Object detection is a fundamental task in computer vision. It has two primary types: one-stage detectors known for their high speed and efficiency, and two-stage detectors, which offer higher accuracy but are often slower due to their complex architecture. Balancing these two aspects has been a significant challenge in the field. RetinaNet, a premier single-stage object detector, is renowned for its remarkable balance between speed and accuracy. Its success is largely due to the groundbreaking focal loss function, which adeptly addresses the issue of class imbalance prevalent in object detection tasks. This innovative approach significantly enhances detection accuracy while maintaining high speed, making RetinaNet an ideal choice for a wide range of real-world applications. However, its performance decreases when applied to datasets containing objects with unique characteristics, such as objects with elongated or squat shapes. In such cases, the default anchor parameters may not fully meet the requirements of these specialized objects. To overcome this limitation, we present an enhancement to the RetinaNet model to improve its ability to handle variations in objects across different domains.

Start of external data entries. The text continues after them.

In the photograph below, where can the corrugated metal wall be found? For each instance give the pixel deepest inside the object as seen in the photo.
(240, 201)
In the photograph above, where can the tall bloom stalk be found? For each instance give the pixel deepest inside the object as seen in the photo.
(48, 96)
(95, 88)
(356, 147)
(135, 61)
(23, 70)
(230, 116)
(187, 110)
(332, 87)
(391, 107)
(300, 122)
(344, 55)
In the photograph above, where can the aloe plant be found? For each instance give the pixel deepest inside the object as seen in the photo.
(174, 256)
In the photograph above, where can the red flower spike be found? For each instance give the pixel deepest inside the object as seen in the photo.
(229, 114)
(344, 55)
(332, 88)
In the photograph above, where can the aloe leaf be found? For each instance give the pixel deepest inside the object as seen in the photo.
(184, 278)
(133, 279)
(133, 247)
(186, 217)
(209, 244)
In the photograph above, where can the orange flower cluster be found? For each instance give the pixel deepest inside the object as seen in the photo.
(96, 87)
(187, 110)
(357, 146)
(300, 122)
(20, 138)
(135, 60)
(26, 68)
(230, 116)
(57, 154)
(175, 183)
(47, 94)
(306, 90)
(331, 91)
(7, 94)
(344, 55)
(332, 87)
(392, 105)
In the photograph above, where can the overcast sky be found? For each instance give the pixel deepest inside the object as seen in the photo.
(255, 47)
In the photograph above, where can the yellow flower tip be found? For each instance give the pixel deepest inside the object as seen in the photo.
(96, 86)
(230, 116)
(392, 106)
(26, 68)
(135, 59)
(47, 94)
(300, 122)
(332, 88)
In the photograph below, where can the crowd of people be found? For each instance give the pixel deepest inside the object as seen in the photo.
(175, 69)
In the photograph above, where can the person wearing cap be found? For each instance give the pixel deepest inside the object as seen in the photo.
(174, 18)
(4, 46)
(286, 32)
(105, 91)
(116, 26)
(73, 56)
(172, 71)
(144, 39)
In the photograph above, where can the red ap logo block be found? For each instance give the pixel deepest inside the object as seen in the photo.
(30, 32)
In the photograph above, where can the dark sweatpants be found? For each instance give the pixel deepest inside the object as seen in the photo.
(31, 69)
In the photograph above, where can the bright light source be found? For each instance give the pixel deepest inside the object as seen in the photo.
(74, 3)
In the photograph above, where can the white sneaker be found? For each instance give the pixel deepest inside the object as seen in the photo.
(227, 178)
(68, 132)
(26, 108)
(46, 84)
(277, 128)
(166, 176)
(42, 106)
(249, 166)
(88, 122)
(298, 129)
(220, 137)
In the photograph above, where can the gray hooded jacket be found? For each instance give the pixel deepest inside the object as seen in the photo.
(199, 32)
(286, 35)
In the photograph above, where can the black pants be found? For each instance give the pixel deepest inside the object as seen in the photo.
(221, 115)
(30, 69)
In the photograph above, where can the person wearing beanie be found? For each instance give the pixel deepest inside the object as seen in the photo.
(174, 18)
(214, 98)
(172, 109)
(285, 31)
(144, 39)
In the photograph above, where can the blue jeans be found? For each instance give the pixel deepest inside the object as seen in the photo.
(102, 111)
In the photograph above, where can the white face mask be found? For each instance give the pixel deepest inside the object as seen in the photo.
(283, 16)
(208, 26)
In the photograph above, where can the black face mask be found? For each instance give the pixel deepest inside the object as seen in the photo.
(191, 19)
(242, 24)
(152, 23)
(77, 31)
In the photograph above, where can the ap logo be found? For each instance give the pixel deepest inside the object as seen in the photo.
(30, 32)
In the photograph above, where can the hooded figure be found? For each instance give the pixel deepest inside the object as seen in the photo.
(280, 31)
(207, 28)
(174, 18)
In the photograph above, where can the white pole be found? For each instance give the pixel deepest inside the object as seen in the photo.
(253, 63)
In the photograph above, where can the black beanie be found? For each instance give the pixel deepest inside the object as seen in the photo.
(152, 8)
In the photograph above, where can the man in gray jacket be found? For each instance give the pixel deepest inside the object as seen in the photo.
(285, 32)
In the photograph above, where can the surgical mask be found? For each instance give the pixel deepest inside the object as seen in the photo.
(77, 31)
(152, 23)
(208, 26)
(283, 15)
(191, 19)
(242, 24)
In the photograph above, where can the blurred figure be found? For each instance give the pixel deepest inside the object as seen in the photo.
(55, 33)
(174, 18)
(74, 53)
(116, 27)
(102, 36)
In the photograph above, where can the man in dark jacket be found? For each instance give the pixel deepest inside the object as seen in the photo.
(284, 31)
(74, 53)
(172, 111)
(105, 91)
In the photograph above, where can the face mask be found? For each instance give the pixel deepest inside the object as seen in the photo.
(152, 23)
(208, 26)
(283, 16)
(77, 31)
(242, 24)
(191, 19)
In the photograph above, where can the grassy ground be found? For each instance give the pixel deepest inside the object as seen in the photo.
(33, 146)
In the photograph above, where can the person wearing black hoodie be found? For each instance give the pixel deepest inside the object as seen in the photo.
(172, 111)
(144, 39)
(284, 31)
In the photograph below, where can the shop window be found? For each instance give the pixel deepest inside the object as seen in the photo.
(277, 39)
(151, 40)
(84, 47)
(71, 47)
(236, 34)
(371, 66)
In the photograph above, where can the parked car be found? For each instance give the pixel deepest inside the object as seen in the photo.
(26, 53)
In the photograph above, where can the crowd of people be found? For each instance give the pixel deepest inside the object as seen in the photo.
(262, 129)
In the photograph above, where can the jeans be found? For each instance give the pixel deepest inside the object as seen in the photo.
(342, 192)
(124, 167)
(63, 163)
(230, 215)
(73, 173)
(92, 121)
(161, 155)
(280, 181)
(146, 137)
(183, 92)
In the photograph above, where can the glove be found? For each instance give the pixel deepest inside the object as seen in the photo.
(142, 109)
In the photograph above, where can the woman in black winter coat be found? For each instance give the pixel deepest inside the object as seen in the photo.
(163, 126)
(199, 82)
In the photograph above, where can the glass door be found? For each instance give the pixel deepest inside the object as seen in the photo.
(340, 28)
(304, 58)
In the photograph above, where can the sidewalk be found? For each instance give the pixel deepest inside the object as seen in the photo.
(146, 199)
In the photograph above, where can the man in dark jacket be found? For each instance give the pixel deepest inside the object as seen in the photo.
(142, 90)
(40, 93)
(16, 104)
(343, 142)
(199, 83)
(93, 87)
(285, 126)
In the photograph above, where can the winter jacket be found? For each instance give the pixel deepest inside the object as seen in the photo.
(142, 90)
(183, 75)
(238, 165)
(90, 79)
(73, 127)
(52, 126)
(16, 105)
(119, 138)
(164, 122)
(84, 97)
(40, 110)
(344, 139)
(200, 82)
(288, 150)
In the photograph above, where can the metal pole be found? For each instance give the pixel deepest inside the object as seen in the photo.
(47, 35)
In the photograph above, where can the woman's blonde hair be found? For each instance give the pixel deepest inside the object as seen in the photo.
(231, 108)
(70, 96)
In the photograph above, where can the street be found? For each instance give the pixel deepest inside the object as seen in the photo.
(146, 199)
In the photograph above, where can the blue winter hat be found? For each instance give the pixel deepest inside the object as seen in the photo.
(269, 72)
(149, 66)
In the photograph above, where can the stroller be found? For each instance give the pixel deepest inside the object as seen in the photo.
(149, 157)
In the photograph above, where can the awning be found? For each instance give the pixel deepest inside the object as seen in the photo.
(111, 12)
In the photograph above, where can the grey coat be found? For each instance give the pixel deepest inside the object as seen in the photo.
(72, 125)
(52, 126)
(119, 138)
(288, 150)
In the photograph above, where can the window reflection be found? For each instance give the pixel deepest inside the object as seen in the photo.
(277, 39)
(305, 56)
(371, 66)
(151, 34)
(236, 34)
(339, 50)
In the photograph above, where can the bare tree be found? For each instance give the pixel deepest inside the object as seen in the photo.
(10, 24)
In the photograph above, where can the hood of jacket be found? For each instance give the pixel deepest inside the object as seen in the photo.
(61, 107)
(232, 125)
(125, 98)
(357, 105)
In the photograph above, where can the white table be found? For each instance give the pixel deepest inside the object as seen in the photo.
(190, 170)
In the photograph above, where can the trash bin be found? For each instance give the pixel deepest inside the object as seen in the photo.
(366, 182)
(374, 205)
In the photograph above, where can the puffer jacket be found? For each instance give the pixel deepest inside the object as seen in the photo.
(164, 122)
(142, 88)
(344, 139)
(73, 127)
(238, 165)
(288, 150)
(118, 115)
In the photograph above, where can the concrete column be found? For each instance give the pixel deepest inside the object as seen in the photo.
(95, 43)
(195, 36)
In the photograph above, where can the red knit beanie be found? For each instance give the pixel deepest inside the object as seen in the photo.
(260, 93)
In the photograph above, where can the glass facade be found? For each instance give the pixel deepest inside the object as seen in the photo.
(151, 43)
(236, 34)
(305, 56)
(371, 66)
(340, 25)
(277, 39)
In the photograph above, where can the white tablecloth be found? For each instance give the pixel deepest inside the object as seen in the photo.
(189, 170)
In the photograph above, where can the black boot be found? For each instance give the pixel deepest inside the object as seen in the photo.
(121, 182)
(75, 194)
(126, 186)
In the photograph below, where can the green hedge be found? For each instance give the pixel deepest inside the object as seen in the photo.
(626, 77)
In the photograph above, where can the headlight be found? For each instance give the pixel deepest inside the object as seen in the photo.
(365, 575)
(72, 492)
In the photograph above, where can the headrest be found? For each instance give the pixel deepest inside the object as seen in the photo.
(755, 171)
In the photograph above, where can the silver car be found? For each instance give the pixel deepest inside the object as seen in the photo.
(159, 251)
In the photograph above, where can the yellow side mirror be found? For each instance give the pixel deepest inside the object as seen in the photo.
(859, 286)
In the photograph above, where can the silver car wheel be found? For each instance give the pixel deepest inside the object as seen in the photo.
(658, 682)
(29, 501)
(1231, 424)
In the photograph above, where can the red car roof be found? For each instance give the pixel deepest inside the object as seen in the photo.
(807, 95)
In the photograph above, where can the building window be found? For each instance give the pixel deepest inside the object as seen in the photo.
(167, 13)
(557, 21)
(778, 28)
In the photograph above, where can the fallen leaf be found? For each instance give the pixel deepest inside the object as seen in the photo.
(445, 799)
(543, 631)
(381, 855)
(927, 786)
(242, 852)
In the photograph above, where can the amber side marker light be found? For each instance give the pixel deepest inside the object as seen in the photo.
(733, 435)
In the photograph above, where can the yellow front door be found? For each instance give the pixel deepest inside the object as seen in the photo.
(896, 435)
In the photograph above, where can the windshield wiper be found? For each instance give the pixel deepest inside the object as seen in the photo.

Specifically, we propose an optimization algorithm based on Differential Evolution (DE) that adjusts anchor scales and ratios while determining the most appropriate number of these parameters for each dataset based on the annotated data. Through extensive experiments on datasets spanning diverse domains such as the Karlsruhe Institute of Technology and Toyota Technological Institute (KITTI), the Unconstrained Face Detection Dataset (UFDD), the TomatoPlantFactoryDataset, and the widely used Common Objects in Context (COCO) 2017 benchmark, we demonstrate that our proposed method significantly outperforms both the original RetinaNet and anchor-free methods by a considerable margin.